President of the National Council
- Incumbent
- Assumed office 3 April 2024
- Monarch: Albert II
- Vice President: Jean-Louis Grinda
- Preceded by: Brigitte Boccone-Pagès

Member of the National Council
- Incumbent
- Assumed office February 2018
- Monarch: Albert II

Personal details
- Born: 27 September 1979 (age 46) Monaco
- Citizenship: Monaco
- Party: Priorité Monaco
- Children: 2
- Education: Lycée Albert Premier
- Alma mater: University of Nice Sophia Antipolis; Aix-Marseille University;

= Thomas Brezzo =

Monegasque lawyer and politician

Thomas Brezzo (born 27 September 1979) is a Monegasque lawyer and politician who has served as President of the National Council since 3 April 2024. He is a member of the National Council of Monaco and President of the Legislation Commission since February 2018.

== Life ==
Thomas Brezzo was born on 27 September 1979. He obtained Master of Private Law and Criminal Sciences at University of Nice Sophia Antipolis in 2004, and Master II Research – Criminal Law at UFR Aix-en-Provence in 2005. In 2010, Brezzo created and headed a legal consultancy firm “Monaco Legal Consulting”, and in 2016, he was admitted to the Monaco Bar.

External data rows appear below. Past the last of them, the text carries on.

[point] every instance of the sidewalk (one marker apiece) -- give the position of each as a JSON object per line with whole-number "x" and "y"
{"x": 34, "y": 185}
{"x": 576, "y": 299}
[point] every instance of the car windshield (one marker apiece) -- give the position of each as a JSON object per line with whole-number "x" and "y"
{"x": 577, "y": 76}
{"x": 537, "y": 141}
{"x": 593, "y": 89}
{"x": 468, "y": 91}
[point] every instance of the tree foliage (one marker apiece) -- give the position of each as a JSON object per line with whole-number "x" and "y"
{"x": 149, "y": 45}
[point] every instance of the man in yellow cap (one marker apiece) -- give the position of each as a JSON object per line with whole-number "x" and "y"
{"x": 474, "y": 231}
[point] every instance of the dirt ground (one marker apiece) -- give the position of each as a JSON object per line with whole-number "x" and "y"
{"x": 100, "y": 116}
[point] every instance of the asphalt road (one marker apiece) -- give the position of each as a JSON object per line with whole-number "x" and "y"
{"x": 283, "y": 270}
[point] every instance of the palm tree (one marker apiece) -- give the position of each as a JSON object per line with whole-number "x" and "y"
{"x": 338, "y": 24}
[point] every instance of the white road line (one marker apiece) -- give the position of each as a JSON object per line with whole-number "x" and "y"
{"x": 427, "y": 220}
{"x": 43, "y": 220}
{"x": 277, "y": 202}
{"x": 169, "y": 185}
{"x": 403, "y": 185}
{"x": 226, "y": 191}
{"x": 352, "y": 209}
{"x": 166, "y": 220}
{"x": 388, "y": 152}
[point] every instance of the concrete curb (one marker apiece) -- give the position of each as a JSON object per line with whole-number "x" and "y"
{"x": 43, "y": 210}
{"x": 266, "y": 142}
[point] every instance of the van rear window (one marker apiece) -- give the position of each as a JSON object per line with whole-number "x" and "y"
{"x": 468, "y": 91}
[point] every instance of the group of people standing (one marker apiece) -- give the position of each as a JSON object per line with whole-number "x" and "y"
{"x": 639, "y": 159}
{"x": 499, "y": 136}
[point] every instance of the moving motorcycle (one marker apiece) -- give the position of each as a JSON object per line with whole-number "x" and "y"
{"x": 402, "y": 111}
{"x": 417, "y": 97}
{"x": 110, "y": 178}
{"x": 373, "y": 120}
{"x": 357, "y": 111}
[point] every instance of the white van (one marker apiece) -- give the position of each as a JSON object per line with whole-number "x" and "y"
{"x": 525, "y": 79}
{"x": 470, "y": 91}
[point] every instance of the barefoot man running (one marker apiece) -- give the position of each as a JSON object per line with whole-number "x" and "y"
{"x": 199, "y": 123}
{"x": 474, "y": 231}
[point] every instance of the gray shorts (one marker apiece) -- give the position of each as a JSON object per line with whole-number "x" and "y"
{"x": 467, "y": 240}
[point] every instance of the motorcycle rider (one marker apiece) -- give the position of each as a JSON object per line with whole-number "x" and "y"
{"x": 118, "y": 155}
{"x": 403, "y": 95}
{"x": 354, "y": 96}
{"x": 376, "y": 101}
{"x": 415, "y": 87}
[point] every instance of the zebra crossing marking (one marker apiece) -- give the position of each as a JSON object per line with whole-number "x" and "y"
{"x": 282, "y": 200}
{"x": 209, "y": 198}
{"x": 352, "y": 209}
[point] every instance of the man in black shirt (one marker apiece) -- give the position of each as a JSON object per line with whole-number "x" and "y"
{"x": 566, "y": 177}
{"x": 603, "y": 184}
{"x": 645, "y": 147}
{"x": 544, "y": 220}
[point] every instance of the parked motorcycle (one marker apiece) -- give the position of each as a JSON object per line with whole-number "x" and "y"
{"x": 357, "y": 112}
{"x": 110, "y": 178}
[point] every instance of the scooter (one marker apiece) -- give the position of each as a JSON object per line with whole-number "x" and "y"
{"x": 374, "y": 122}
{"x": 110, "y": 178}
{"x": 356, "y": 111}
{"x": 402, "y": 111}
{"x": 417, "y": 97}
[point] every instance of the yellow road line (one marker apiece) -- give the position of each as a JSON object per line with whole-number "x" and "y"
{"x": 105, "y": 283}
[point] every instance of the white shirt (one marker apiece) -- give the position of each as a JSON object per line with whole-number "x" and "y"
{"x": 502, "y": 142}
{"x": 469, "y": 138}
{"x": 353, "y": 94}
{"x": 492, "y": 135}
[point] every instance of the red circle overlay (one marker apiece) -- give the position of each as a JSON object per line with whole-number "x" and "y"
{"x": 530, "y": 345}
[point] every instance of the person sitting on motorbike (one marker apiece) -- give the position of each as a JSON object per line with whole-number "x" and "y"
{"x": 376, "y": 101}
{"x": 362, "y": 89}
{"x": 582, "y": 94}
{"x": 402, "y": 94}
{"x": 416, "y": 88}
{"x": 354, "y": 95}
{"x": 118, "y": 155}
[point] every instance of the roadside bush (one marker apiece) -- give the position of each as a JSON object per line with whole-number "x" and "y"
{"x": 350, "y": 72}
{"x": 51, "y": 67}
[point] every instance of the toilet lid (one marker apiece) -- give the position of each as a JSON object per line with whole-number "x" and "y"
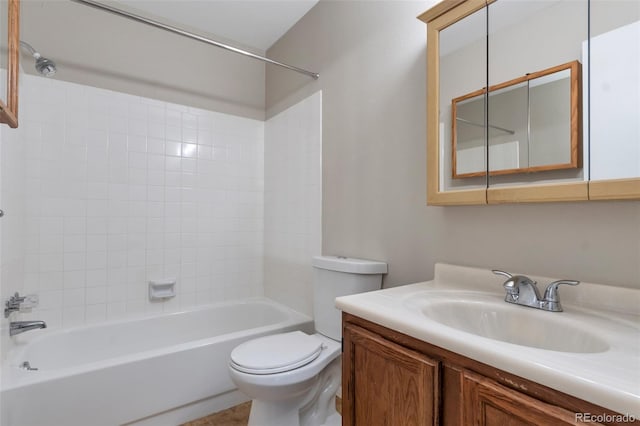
{"x": 276, "y": 353}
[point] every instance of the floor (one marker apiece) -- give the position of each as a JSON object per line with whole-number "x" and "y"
{"x": 235, "y": 416}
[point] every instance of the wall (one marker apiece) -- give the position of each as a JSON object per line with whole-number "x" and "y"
{"x": 99, "y": 49}
{"x": 293, "y": 202}
{"x": 372, "y": 63}
{"x": 118, "y": 190}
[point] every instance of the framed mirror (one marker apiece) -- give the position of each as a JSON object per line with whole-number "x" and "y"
{"x": 10, "y": 60}
{"x": 522, "y": 37}
{"x": 534, "y": 125}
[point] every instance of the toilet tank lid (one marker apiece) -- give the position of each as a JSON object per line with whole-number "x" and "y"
{"x": 349, "y": 265}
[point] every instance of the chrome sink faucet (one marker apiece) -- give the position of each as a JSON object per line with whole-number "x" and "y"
{"x": 17, "y": 327}
{"x": 522, "y": 290}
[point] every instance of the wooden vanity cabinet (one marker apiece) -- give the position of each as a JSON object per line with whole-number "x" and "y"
{"x": 391, "y": 379}
{"x": 387, "y": 384}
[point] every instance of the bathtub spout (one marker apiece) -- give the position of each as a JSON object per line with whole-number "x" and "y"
{"x": 17, "y": 327}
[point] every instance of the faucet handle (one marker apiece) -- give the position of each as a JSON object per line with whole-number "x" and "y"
{"x": 551, "y": 293}
{"x": 503, "y": 273}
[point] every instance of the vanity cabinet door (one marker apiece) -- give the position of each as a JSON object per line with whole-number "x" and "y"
{"x": 489, "y": 403}
{"x": 385, "y": 383}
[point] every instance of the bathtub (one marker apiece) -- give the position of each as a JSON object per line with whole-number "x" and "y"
{"x": 160, "y": 370}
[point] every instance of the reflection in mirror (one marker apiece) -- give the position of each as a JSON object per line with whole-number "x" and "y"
{"x": 614, "y": 89}
{"x": 533, "y": 125}
{"x": 526, "y": 36}
{"x": 462, "y": 63}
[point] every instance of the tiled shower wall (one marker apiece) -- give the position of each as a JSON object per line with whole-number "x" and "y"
{"x": 293, "y": 202}
{"x": 104, "y": 191}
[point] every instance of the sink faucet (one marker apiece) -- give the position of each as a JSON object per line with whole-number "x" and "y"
{"x": 522, "y": 290}
{"x": 17, "y": 327}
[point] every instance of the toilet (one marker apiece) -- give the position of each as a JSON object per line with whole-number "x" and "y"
{"x": 293, "y": 377}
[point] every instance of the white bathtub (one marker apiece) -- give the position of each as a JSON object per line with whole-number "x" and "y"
{"x": 160, "y": 370}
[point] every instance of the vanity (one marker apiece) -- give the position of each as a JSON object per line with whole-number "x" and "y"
{"x": 452, "y": 351}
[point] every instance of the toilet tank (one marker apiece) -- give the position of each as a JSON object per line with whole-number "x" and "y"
{"x": 336, "y": 276}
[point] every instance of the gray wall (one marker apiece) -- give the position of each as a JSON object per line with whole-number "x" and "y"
{"x": 371, "y": 59}
{"x": 103, "y": 50}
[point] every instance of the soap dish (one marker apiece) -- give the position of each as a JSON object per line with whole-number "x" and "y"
{"x": 160, "y": 290}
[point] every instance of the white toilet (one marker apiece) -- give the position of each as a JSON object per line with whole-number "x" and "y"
{"x": 293, "y": 377}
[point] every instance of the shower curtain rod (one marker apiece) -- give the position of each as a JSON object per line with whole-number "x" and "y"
{"x": 193, "y": 36}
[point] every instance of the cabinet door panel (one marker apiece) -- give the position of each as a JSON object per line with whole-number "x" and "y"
{"x": 489, "y": 403}
{"x": 387, "y": 384}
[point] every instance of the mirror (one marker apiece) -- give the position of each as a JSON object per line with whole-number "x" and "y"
{"x": 9, "y": 64}
{"x": 533, "y": 125}
{"x": 520, "y": 37}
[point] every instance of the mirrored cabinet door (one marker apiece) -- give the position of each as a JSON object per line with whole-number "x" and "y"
{"x": 540, "y": 43}
{"x": 456, "y": 65}
{"x": 554, "y": 117}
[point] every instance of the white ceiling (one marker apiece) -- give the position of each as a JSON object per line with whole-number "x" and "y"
{"x": 252, "y": 23}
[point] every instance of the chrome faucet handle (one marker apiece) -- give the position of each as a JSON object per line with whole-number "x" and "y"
{"x": 508, "y": 285}
{"x": 13, "y": 304}
{"x": 503, "y": 273}
{"x": 551, "y": 293}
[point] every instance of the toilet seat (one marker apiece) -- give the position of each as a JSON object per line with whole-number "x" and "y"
{"x": 276, "y": 353}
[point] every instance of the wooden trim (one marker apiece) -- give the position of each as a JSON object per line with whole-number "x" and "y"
{"x": 615, "y": 189}
{"x": 552, "y": 192}
{"x": 9, "y": 111}
{"x": 439, "y": 9}
{"x": 434, "y": 195}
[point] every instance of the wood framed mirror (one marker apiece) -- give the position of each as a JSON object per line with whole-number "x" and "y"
{"x": 506, "y": 58}
{"x": 10, "y": 52}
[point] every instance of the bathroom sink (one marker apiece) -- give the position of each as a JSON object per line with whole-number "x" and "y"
{"x": 591, "y": 350}
{"x": 497, "y": 320}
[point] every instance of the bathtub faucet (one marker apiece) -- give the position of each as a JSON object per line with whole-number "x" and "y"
{"x": 17, "y": 327}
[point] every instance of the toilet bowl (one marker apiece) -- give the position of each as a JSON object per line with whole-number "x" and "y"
{"x": 293, "y": 377}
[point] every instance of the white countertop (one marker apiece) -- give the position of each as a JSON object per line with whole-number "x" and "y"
{"x": 610, "y": 378}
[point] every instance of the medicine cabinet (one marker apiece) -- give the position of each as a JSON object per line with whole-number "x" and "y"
{"x": 10, "y": 59}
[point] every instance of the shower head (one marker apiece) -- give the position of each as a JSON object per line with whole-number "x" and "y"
{"x": 44, "y": 66}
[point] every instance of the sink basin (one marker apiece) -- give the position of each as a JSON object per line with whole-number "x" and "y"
{"x": 513, "y": 324}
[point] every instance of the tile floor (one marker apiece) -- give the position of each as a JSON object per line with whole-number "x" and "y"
{"x": 235, "y": 416}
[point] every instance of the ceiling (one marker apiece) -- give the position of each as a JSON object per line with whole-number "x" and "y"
{"x": 252, "y": 23}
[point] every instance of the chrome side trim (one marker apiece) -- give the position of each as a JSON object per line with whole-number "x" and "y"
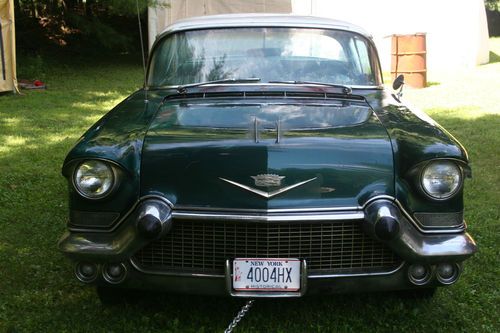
{"x": 185, "y": 274}
{"x": 318, "y": 213}
{"x": 265, "y": 194}
{"x": 306, "y": 276}
{"x": 265, "y": 211}
{"x": 321, "y": 276}
{"x": 333, "y": 216}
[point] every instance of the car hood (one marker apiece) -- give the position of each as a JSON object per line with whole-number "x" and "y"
{"x": 252, "y": 156}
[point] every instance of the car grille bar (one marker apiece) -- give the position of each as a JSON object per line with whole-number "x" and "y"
{"x": 204, "y": 246}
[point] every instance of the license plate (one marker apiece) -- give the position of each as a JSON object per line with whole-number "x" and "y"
{"x": 257, "y": 274}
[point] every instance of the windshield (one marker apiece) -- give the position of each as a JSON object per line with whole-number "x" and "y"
{"x": 271, "y": 54}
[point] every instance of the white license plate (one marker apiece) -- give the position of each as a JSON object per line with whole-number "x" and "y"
{"x": 258, "y": 274}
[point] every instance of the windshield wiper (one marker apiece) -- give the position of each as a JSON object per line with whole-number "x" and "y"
{"x": 182, "y": 89}
{"x": 345, "y": 89}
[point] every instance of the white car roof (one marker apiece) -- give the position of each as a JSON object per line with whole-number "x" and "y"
{"x": 260, "y": 20}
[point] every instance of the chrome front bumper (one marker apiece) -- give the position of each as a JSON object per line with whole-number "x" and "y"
{"x": 409, "y": 243}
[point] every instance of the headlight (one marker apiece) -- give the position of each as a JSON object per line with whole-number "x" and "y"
{"x": 94, "y": 179}
{"x": 441, "y": 179}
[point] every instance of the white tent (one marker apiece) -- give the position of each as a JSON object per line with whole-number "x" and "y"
{"x": 8, "y": 80}
{"x": 457, "y": 31}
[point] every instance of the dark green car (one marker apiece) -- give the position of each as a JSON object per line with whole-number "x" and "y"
{"x": 263, "y": 158}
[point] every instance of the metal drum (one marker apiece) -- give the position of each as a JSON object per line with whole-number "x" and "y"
{"x": 409, "y": 58}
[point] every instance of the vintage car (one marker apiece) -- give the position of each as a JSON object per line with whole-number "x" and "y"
{"x": 264, "y": 158}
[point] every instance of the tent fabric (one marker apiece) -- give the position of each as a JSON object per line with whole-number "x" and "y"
{"x": 174, "y": 10}
{"x": 457, "y": 31}
{"x": 8, "y": 80}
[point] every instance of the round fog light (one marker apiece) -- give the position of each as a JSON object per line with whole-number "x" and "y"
{"x": 447, "y": 273}
{"x": 114, "y": 273}
{"x": 86, "y": 272}
{"x": 419, "y": 274}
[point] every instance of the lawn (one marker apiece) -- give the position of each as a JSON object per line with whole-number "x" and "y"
{"x": 38, "y": 292}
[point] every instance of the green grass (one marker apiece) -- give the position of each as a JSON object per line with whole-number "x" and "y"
{"x": 38, "y": 292}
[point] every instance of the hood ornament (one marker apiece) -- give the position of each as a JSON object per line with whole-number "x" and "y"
{"x": 267, "y": 180}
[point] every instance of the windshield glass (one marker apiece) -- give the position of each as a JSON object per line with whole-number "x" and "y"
{"x": 271, "y": 54}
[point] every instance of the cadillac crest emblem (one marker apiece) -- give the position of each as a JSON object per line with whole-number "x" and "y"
{"x": 268, "y": 180}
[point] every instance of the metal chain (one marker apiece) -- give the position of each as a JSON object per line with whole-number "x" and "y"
{"x": 239, "y": 316}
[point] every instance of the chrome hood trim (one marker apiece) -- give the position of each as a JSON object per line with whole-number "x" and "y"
{"x": 265, "y": 194}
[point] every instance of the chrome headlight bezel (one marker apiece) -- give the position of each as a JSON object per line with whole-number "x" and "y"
{"x": 112, "y": 174}
{"x": 459, "y": 174}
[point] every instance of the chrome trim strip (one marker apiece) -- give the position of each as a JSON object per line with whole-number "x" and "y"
{"x": 304, "y": 283}
{"x": 185, "y": 274}
{"x": 265, "y": 194}
{"x": 270, "y": 218}
{"x": 266, "y": 211}
{"x": 349, "y": 212}
{"x": 320, "y": 276}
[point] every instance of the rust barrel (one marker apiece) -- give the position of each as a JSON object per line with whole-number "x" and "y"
{"x": 409, "y": 58}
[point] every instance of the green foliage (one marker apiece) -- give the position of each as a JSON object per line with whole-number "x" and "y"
{"x": 80, "y": 27}
{"x": 38, "y": 292}
{"x": 492, "y": 4}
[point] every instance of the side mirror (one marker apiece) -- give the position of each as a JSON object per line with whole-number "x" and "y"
{"x": 400, "y": 80}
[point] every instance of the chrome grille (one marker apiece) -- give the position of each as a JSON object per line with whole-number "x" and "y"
{"x": 204, "y": 246}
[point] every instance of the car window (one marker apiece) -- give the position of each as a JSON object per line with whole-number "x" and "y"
{"x": 271, "y": 54}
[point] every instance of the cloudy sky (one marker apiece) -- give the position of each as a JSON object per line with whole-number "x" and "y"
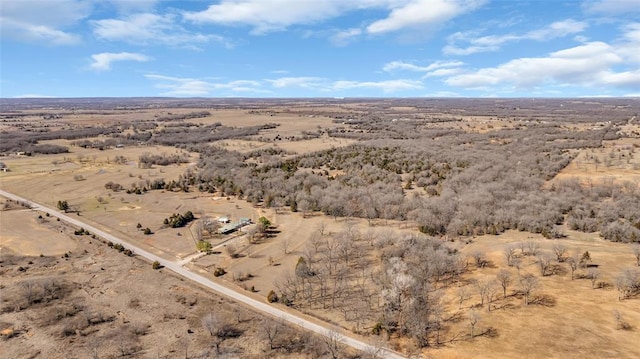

Brezzo is married and has two children. Involved in sports activities such as kick-boxing, automobiles and underwater exploration, he is a promoter of combat sports and has been dedicated to combat sports related NGOs for over 15 years. Brezzo is a vice-president of the International Academy of Kick-Boxing, Muaythai and Krav-Maga, secretary general of the Monegasque Kick-Boxing and Krav Maga Federation, Member of the Commissaries Corps of the Automobile Club de Monaco, and Member of the club of Monaco Underwater Exploration (CESMM).

== Career ==
In February 2018, he was elected as a member of the National Council of Monaco from the political group Priority Monaco (Primo!). Brezzo was appointed the President of the Legislation Commission. In January 2019, he created a partnership with Thomas Giaccardi and joined his firm. In July 2020, Brezzo drafted a law on judiciary aimed to strengthen its independence guaranteed by the Constitution of 1962. During his presidency in the Legislation Commission, he also was Rapporteur of Law No. 1.462 strengthening the Anti-Money Laundering, Financing on Terrorism and Corruption Mechanism (transcribing the (EU) 4th AML Directive) and of Law No. 1.464 strengthening the protection of persons against defamation and insult.

Brezzo is an Alternate Member of the Monaco Delegation in Organization for Security and Co-operation in Europe Parliamentary Assembly (OSCEPA).